E2E Example GitHub Issue Summarization ● How to summarize text and generate features from GitHub Issues using deep learning with Keras and ○ TensorFlow https://github.com/kubeflow/examples/tree/master/github_issue_summarization Kubeflow installation with ksonnet ● Persistent disk usage ● Jupyterhub ● Source: Hamel Husain @texasmichelle

Exploration/experimentation Choose a dataset ● Slice and dice ● Try out various means of featurization ● ● Train a number of models & compare Plot various statistics along the way ● Jupyterhub on k8s ● Security ○ Reproducibility ○ Resource allocation ○ Scale beyond a laptop ○ Centralized storage ○ @texasmichelle

E2E Example Scaling featurization and training ● TFJob ○ ○ tensor2tensor Model deployment with SeldonIO ● Accessing via a simple web app ● Teardown ● @texasmichelle

Try it yourself GitHub: https://github.com/kubeflow/examples/tree/master/github_issue_summarization ● Katacoda: https://www.katacoda.com/kubeflow ● http://gh-demo.kubeflow.org/ ● Special thanks Jeremy Lewi Ankush Agarwal @texasmichelle

Just the beginning Easier setup ● Utilize more k8s features ● Add support for packages, frameworks, ● libraries, and example models You tell us! Get involved ● github.com/kubeflow ○ kubeflow.slack.com ○ @kubeflow ○ kubeflow-discuss@googlegroups.com ○

OK Google, build me a classifier.
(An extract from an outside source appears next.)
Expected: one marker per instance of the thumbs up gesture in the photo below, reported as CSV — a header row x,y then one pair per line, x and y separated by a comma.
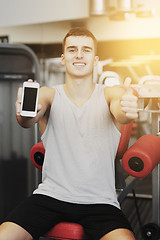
x,y
129,100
Future Michelle @texasmichelle

g.co/next18 July 24-27, 2018 San Francisco

Architecture of an NLP Deployment whoami 2 @texasmichelle Agenda - PowerPoint PPT Presentation

Michelle Casbon QCon So Paulo May 9, 2018 Architecture of an NLP Deployment whoami 2 @texasmichelle Agenda 1 2 3 4 5 Evolution of NLP Components Guiding principles Implementations Future architectures 3 @texasmichelle

Myth Busters Open source and Security By Aseem Jakhar $ whoami $ whoami We break break

SI485i : NLP Missing Topics and the Future Who cares about NLP? NLP has expanded quickly

SI425 : NLP Missing Topics and the Future Who cares about NLP? NLP has expanded quickly

Presented by: Doretta Richardson Pre-Deployment Brief Got Deployment? 2 Pre-Deployment Workshop

Presented by: Doretta Richardson Pre-Deployment Brief Got Deployment? 2 Pre-Deployment Workshop

IPv6 Deployment WG in IPv6 Promotion Council and its Deployment Guideline 2005.2.23 IPv6

NLP: Two pictures Wordnet and Word Sense Problem NLP Disambiguation Semantics NLP Trinity

Recurrent Neural Networks Graham Neubig Site https://phontron.com/class/nn4nlp2017/ NLP and

DEPLOYMENT BAT REVIEW TANKER TOWLINE DEPLOYMENT BAT REVIEW TANKER TOWLINE DEPLOYMENT BAT REVIEW

Ontologies for NLP NLP for Ontologies FOIS 2014 - LogOnto Workshop on Logics and Ontologies for

Capsule Networks for NLP Will Merrill Advanced NLP 10/25/18 Capsule Networks: A Better ConvNet

HIGH-PERFORMANCE VMS USING OPENSTACK NOVA by Nikola ipanov $ WHOAMI $ WHOAMI Software

Counterattack Turning the tables on exploitation attempts from tools like Metasploit whoami

Taking you API to the next level Django Rest Framework $whoami Carlos Martnez Backend

Platforms FTW! Matt OKeefe $ whoami Developer -> Architect -> CTO $ whoami

basho Thursday, 11 April 13 $ Thursday, 11 April 13 $ whoami Thursday, 11 April 13 $ whoami

O p t i mi z i n g A c c e s s A c r o s s Mu l t i p l e H i e r a

From Factbook to Dashboard at The University of Texas System Office of Strategic Initiatives Dr.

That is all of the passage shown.